There are many considerations when envisioning future challenges to be met while designing the next generation of genetically encoded sensors and associated imaging technology. There are four main features sensor engineers work to optimize: kinetics, brightness, specificity, and spectral array. Genetically encoded sensors generally have fast kinetics and can capture changes in ligand concentration at the millisecond timescale. Iterative optimization is utilized to screen for sensor variants that have faster kinetics. This is characterized by quick capture and release dynamics- allowing the sensors to more closely map the sub second changes in endogenous ligand concentration. Sensor brightness is also important to be able to accurately measure small concentrations of ligand release into a region. This can be achieved by prioritizing a low dissociation constant (kd), meaning the sensor will readily bind and increase fluorescence at a lower ligand concentration. Next, sensor specificity is a very important consideration and one that can prove challenging. Sensor specificity is the selectiveness with which the sensor binds only the ligand of interest and no other ligands. GPCR based sensors may particularly struggle with ligand selectivity, as many of the endogenous GPCRs they are based on naturally have some promiscuity in binding.
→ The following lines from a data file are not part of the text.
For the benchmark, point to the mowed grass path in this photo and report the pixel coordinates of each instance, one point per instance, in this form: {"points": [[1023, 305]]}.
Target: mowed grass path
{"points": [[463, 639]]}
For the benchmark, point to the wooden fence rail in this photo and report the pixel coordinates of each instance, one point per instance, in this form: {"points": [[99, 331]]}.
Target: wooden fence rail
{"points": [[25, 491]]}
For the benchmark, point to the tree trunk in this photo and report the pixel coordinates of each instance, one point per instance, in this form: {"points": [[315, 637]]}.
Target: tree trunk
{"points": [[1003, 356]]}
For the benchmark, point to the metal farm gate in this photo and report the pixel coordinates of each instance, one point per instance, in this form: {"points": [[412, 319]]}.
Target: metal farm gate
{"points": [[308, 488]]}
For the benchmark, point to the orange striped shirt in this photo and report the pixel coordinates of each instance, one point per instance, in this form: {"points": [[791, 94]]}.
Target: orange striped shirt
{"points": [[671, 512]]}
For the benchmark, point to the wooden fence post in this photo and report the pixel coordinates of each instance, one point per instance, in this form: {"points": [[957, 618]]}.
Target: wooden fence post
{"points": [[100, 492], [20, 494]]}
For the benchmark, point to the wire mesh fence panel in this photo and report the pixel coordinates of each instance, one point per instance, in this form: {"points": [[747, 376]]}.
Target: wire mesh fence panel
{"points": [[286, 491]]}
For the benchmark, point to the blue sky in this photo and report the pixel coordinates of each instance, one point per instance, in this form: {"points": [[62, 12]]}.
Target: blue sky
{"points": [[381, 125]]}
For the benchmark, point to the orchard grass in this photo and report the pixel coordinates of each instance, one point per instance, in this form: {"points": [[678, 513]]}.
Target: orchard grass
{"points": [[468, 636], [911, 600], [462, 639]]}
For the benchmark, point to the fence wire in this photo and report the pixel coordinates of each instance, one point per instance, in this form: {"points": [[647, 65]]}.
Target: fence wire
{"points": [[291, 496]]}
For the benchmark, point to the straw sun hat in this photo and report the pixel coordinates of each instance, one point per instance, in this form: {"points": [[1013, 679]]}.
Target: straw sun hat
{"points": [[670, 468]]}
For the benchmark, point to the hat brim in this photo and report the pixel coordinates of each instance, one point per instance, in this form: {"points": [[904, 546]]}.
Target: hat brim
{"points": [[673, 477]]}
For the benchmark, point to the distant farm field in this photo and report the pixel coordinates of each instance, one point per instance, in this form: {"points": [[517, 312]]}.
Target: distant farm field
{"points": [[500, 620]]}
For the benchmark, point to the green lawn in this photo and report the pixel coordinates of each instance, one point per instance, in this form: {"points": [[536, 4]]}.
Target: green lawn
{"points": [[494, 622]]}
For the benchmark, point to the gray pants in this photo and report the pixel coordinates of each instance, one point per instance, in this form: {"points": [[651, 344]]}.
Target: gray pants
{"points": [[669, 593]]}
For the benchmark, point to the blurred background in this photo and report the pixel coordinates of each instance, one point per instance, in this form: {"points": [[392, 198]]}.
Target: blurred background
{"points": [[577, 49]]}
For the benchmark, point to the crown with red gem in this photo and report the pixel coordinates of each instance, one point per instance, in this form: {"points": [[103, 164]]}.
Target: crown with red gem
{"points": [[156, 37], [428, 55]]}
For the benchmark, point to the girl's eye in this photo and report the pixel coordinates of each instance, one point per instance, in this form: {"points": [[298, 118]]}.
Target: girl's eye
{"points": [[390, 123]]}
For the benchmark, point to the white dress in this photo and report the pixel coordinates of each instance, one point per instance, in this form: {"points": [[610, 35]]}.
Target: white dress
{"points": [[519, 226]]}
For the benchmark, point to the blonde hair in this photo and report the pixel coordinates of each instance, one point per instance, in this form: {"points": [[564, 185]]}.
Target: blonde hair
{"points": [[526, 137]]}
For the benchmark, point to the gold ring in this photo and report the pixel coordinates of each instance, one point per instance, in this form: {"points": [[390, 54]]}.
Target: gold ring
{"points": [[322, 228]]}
Finally, there is the need for a wider array of spectrally shifted sensors. A toolbox of spectrally distinct sensors will allow for more precise dissection of neurochemical activity, particularly during multiplex imaging to visualize the dynamics of multiple neurotransmitters in the same region. Some currently available examples include red-shifted iGluSnFR [21], red-and yellow-shifted dLight [22], and red-shifted GRABDA [23]. The development of red and far-red shifted sensors is also important to enhance imaging depth, increase signal-to-noise ratio through the reduction of tissue autofluorescence, and reduce light-induced cytotoxicity. A challenge with multiplex imaging is that many of the commonly used fluorophores do have modest overlaps in spectral excitation. For example, the optimal excitation wavelength for a green fluorescent protein reporter sensor also mildly excites an mCherry reporter sensor. To combat this, researchers should be careful to select sensors whose fluorophores have little to no spectral overlap, or employ imaging techniques with strict optical filtering.

The complexity of mental health disorders arises from multiple causes, involve various dysfunctional mechanisms, and cannot be effectively addressed with a one-size-fits-all treatment strategy. Personalized psychiatric care, which requires a nuanced understanding of the specific disruptions in neural activity and their behavioral implications, is increasingly recognized as essential. This approach aims to precisely rectify the abnormalities that degrade quality of life. Despite the urgent societal need for improved treatments for psychiatric and neurodegenerative conditions, many standard therapies still rely on outdated drugs. The advent of genetically encoded sensors has been transformative, enabling the targeted monitoring of neurochemical release within specific neural circuits. This capability is crucial for investigating neurofunctional alterations in animal models of mental illness and for understanding the immediate effects of pharmaceutical interventions on neurochemical activity. Concurrently, genetically encoded sensors are enhancing in-vitro screening for new drugs. With over 100 identified neurochemicals, the existing genetically encoded sensor toolkit covers only a limited number, highlighting the need for ongoing development of new sensors and an expansion of their color spectrum. Such advancements are vital to fully decode the brain’s language and its relationship to both the development and treatment of mental health disorders.